Martine Lesage, a spokeswoman for the regional health authority, said it has since removed grilled cheese from the menu for residents who are on a soft food diet, because “it can form a ball in the mouth that can be more difficult to swallow.”
She said the province’s health department is also finalizing a wider action plan to minimize choking risks that includes information about the risks of sandwiches, including grilled cheese, and more staff training on general food and choking safety and best practices.
But she said the residences also take people’s preferences into account, and will work with residents to make it safe for them to eat their favourite foods even if they aren’t on an approved list.
Lesage said she couldn’t provide numbers on how many choking deaths have occurred in the regional’s facilities in recent years, but said the last fatality was in 2016.

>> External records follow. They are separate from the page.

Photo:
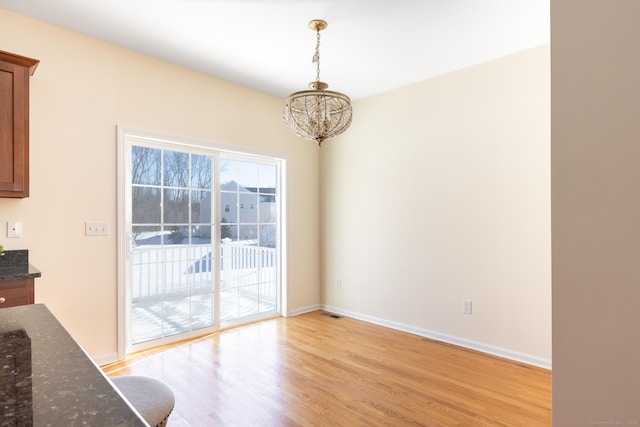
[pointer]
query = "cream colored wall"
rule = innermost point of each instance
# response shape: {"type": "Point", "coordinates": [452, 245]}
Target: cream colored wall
{"type": "Point", "coordinates": [596, 212]}
{"type": "Point", "coordinates": [81, 90]}
{"type": "Point", "coordinates": [439, 192]}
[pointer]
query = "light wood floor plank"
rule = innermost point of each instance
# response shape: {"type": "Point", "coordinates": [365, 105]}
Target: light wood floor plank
{"type": "Point", "coordinates": [315, 370]}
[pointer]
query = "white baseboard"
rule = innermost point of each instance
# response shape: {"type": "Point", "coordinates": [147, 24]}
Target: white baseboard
{"type": "Point", "coordinates": [105, 359]}
{"type": "Point", "coordinates": [450, 339]}
{"type": "Point", "coordinates": [303, 310]}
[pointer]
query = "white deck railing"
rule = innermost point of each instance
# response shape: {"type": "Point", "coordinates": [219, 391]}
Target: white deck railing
{"type": "Point", "coordinates": [178, 270]}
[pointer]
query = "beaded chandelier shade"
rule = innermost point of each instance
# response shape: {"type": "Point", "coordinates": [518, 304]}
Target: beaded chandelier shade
{"type": "Point", "coordinates": [317, 114]}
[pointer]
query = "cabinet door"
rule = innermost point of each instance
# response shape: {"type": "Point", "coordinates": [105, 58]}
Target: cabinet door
{"type": "Point", "coordinates": [14, 124]}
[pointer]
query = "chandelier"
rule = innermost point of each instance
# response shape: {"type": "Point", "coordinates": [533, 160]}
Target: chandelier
{"type": "Point", "coordinates": [317, 114]}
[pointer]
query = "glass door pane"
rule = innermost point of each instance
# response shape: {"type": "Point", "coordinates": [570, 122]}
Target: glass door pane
{"type": "Point", "coordinates": [248, 239]}
{"type": "Point", "coordinates": [172, 284]}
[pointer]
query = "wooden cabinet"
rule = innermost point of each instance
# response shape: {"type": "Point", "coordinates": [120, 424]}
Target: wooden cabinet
{"type": "Point", "coordinates": [14, 123]}
{"type": "Point", "coordinates": [16, 292]}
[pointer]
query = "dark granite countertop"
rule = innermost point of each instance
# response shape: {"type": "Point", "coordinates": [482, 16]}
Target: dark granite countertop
{"type": "Point", "coordinates": [15, 265]}
{"type": "Point", "coordinates": [52, 381]}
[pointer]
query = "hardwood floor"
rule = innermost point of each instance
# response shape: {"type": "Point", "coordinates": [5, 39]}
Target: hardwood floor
{"type": "Point", "coordinates": [316, 370]}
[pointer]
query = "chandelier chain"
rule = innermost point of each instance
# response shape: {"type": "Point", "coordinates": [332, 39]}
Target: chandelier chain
{"type": "Point", "coordinates": [316, 56]}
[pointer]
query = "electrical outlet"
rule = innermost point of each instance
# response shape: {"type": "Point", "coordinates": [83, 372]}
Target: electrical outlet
{"type": "Point", "coordinates": [14, 229]}
{"type": "Point", "coordinates": [96, 229]}
{"type": "Point", "coordinates": [466, 306]}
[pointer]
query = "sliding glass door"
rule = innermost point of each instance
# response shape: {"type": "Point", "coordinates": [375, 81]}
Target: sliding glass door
{"type": "Point", "coordinates": [200, 232]}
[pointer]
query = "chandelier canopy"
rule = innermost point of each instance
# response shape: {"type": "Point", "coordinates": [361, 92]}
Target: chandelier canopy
{"type": "Point", "coordinates": [317, 114]}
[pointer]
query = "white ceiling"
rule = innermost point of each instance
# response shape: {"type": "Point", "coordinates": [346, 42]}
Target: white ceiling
{"type": "Point", "coordinates": [369, 47]}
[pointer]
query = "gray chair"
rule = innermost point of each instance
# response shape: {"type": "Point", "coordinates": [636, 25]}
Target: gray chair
{"type": "Point", "coordinates": [152, 398]}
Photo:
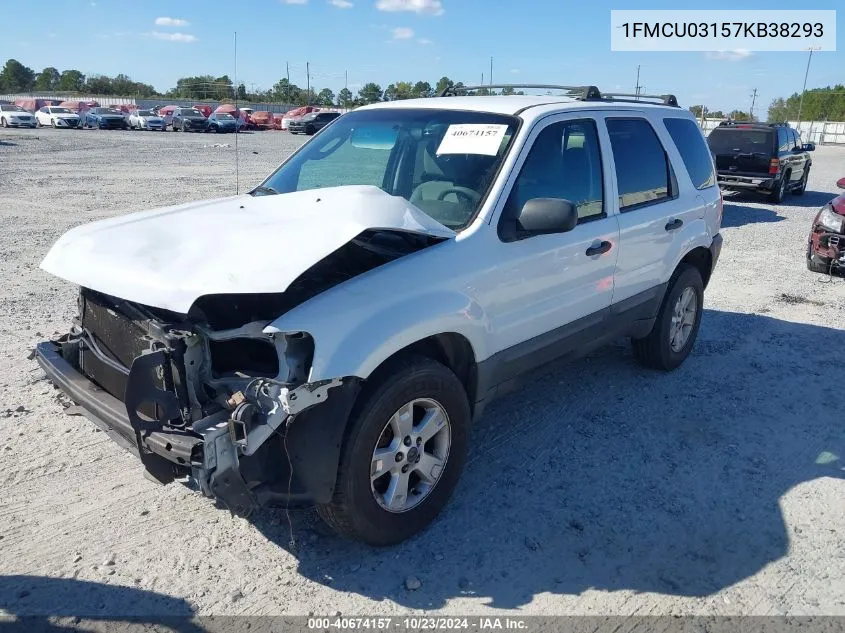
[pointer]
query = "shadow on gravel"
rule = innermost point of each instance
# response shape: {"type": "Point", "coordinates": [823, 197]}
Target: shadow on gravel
{"type": "Point", "coordinates": [32, 599]}
{"type": "Point", "coordinates": [602, 475]}
{"type": "Point", "coordinates": [739, 215]}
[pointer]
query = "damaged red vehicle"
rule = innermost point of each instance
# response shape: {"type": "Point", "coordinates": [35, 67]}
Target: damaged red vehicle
{"type": "Point", "coordinates": [826, 245]}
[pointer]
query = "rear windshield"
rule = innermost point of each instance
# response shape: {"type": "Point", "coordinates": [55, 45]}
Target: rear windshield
{"type": "Point", "coordinates": [722, 141]}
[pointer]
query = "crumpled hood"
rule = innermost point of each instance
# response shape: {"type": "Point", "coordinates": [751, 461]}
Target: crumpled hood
{"type": "Point", "coordinates": [170, 257]}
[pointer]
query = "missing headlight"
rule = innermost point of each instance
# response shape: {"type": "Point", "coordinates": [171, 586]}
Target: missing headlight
{"type": "Point", "coordinates": [246, 356]}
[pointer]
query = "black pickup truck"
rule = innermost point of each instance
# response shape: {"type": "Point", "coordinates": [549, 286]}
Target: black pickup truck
{"type": "Point", "coordinates": [764, 157]}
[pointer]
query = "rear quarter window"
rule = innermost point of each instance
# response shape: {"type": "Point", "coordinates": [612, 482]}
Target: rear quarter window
{"type": "Point", "coordinates": [693, 150]}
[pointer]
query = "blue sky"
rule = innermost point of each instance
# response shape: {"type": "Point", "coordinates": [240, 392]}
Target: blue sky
{"type": "Point", "coordinates": [532, 41]}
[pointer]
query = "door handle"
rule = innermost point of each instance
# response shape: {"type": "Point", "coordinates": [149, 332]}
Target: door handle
{"type": "Point", "coordinates": [599, 249]}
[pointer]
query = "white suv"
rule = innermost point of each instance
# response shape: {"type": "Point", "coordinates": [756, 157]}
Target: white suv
{"type": "Point", "coordinates": [329, 337]}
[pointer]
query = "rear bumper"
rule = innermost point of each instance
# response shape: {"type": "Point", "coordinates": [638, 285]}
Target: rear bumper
{"type": "Point", "coordinates": [733, 181]}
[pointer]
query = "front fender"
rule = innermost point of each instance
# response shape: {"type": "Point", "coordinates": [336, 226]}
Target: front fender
{"type": "Point", "coordinates": [354, 342]}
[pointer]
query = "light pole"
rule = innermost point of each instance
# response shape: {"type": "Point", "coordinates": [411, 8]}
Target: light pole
{"type": "Point", "coordinates": [804, 89]}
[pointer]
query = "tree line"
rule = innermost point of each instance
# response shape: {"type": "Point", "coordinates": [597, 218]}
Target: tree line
{"type": "Point", "coordinates": [819, 103]}
{"type": "Point", "coordinates": [15, 77]}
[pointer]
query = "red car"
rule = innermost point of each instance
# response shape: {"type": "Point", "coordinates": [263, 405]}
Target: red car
{"type": "Point", "coordinates": [826, 245]}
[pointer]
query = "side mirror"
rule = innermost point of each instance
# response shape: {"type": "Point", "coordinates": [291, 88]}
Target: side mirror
{"type": "Point", "coordinates": [541, 216]}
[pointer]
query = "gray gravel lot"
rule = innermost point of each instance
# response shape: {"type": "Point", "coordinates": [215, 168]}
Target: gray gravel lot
{"type": "Point", "coordinates": [600, 489]}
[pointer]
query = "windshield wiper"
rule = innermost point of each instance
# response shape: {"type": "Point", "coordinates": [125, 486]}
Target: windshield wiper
{"type": "Point", "coordinates": [265, 190]}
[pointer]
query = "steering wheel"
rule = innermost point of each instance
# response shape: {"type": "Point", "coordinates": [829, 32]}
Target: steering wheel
{"type": "Point", "coordinates": [473, 196]}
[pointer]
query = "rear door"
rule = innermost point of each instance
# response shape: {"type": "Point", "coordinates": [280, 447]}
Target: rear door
{"type": "Point", "coordinates": [742, 150]}
{"type": "Point", "coordinates": [653, 208]}
{"type": "Point", "coordinates": [549, 289]}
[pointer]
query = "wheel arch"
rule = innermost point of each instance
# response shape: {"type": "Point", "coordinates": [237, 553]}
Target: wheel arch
{"type": "Point", "coordinates": [702, 259]}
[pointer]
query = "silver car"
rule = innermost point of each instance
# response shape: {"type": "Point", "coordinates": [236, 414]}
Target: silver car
{"type": "Point", "coordinates": [15, 116]}
{"type": "Point", "coordinates": [146, 120]}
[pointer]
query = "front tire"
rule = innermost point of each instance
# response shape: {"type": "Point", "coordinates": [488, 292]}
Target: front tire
{"type": "Point", "coordinates": [676, 328]}
{"type": "Point", "coordinates": [403, 453]}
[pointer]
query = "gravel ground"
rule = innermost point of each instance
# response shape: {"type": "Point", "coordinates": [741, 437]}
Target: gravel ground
{"type": "Point", "coordinates": [600, 489]}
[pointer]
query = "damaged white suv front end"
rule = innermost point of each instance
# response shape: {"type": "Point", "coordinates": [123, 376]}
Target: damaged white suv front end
{"type": "Point", "coordinates": [176, 355]}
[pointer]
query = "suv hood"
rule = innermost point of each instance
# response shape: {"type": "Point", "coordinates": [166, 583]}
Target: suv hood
{"type": "Point", "coordinates": [169, 257]}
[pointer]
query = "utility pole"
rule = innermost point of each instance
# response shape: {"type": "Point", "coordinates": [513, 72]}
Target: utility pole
{"type": "Point", "coordinates": [637, 88]}
{"type": "Point", "coordinates": [804, 89]}
{"type": "Point", "coordinates": [753, 100]}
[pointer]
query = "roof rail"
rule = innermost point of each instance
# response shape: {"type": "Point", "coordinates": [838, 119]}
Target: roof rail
{"type": "Point", "coordinates": [669, 100]}
{"type": "Point", "coordinates": [583, 93]}
{"type": "Point", "coordinates": [589, 93]}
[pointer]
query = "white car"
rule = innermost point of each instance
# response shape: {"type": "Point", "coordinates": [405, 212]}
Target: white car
{"type": "Point", "coordinates": [145, 120]}
{"type": "Point", "coordinates": [330, 336]}
{"type": "Point", "coordinates": [15, 116]}
{"type": "Point", "coordinates": [57, 117]}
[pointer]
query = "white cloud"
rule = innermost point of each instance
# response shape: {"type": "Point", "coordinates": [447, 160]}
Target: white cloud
{"type": "Point", "coordinates": [730, 56]}
{"type": "Point", "coordinates": [171, 22]}
{"type": "Point", "coordinates": [430, 7]}
{"type": "Point", "coordinates": [402, 33]}
{"type": "Point", "coordinates": [174, 37]}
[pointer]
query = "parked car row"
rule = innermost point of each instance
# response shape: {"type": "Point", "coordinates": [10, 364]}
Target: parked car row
{"type": "Point", "coordinates": [196, 118]}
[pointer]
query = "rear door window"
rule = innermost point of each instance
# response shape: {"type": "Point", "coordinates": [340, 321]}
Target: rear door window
{"type": "Point", "coordinates": [741, 141]}
{"type": "Point", "coordinates": [642, 167]}
{"type": "Point", "coordinates": [694, 151]}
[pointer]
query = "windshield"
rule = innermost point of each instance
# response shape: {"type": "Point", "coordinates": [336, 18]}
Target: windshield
{"type": "Point", "coordinates": [442, 161]}
{"type": "Point", "coordinates": [722, 141]}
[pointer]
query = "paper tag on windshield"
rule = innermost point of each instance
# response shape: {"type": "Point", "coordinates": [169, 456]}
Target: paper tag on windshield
{"type": "Point", "coordinates": [472, 138]}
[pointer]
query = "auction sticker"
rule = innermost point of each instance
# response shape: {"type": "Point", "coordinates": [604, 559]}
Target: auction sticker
{"type": "Point", "coordinates": [472, 138]}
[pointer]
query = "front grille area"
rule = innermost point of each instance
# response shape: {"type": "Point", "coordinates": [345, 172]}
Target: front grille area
{"type": "Point", "coordinates": [114, 334]}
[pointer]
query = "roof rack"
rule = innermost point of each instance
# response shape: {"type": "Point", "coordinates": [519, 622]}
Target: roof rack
{"type": "Point", "coordinates": [732, 122]}
{"type": "Point", "coordinates": [669, 100]}
{"type": "Point", "coordinates": [589, 93]}
{"type": "Point", "coordinates": [583, 93]}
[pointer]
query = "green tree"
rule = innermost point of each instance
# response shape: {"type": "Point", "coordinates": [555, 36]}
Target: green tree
{"type": "Point", "coordinates": [325, 97]}
{"type": "Point", "coordinates": [98, 85]}
{"type": "Point", "coordinates": [16, 77]}
{"type": "Point", "coordinates": [370, 93]}
{"type": "Point", "coordinates": [47, 80]}
{"type": "Point", "coordinates": [421, 89]}
{"type": "Point", "coordinates": [442, 84]}
{"type": "Point", "coordinates": [344, 98]}
{"type": "Point", "coordinates": [739, 115]}
{"type": "Point", "coordinates": [72, 81]}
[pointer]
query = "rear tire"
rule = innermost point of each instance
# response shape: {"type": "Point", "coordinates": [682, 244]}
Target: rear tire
{"type": "Point", "coordinates": [803, 186]}
{"type": "Point", "coordinates": [780, 191]}
{"type": "Point", "coordinates": [656, 350]}
{"type": "Point", "coordinates": [816, 266]}
{"type": "Point", "coordinates": [356, 509]}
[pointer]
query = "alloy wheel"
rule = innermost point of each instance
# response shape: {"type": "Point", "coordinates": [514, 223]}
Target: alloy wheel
{"type": "Point", "coordinates": [683, 319]}
{"type": "Point", "coordinates": [410, 455]}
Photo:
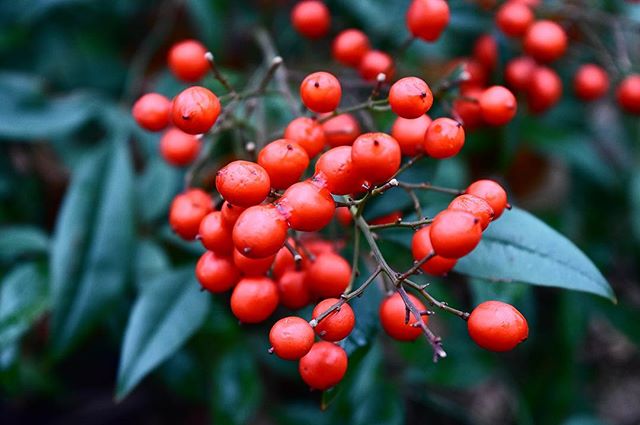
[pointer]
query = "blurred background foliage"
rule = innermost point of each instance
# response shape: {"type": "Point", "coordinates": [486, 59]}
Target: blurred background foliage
{"type": "Point", "coordinates": [85, 251]}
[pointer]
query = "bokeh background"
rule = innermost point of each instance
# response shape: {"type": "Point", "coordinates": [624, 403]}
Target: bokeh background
{"type": "Point", "coordinates": [85, 245]}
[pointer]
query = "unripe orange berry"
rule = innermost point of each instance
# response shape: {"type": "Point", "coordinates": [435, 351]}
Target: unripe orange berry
{"type": "Point", "coordinates": [260, 231]}
{"type": "Point", "coordinates": [285, 161]}
{"type": "Point", "coordinates": [308, 133]}
{"type": "Point", "coordinates": [591, 82]}
{"type": "Point", "coordinates": [187, 62]}
{"type": "Point", "coordinates": [254, 299]}
{"type": "Point", "coordinates": [350, 46]}
{"type": "Point", "coordinates": [243, 183]}
{"type": "Point", "coordinates": [321, 92]}
{"type": "Point", "coordinates": [307, 206]}
{"type": "Point", "coordinates": [311, 18]}
{"type": "Point", "coordinates": [376, 157]}
{"type": "Point", "coordinates": [497, 326]}
{"type": "Point", "coordinates": [455, 233]}
{"type": "Point", "coordinates": [216, 273]}
{"type": "Point", "coordinates": [393, 315]}
{"type": "Point", "coordinates": [410, 134]}
{"type": "Point", "coordinates": [328, 276]}
{"type": "Point", "coordinates": [195, 110]}
{"type": "Point", "coordinates": [291, 338]}
{"type": "Point", "coordinates": [444, 138]}
{"type": "Point", "coordinates": [152, 111]}
{"type": "Point", "coordinates": [545, 41]}
{"type": "Point", "coordinates": [179, 148]}
{"type": "Point", "coordinates": [426, 19]}
{"type": "Point", "coordinates": [421, 247]}
{"type": "Point", "coordinates": [338, 324]}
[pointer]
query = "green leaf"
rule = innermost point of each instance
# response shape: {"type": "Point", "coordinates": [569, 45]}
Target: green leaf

Nalini Sen, the research program director at the Alzheimer Society of Canada, said people experiencing dementia can be especially prone to choking as the brain loses the ability to direct the body to chew and swallow.
She said that certain foods, including grilled or toasted breads, can be harder to swallow, but that simply banning certain foods isn’t the solution to mealtime challenges.
Rather, she advocates a more “person-centred approach” that includes paying attention to the mealtime environment, how food is prepared and presented and the person’s overall oral health.
“Do they have a dry mouth, do they have dentures that fit properly, are their teeth worn or missing?” she said in a phone interview. “These things can impact their ability to properly chew, swallow or consume their food.”
She said sometimes giving water, or cutting food into smaller pieces, can make it easier to chew and swallow, while keeping presentation simple and having a helpful but respectful attitude can reduce mealtime anxiety, which can be a factor in choking.
In an email, the Quebec Health Department confirmed it was heeding the coroner’s recommendations and is finishing a comprehensive review of the risks of choking on food in the province’s network of facilities.
But it said grilled cheese in particular wasn’t a target.
“Although Coroner Dandavino’s report targets the risk associated with the grilled cheese sandwich that is involved in this particular death, the (Health Department) is focusing its thinking more on the measures to be put in place to reduce the risk of choking in general,” Noemie Vanheuverzwijn wrote.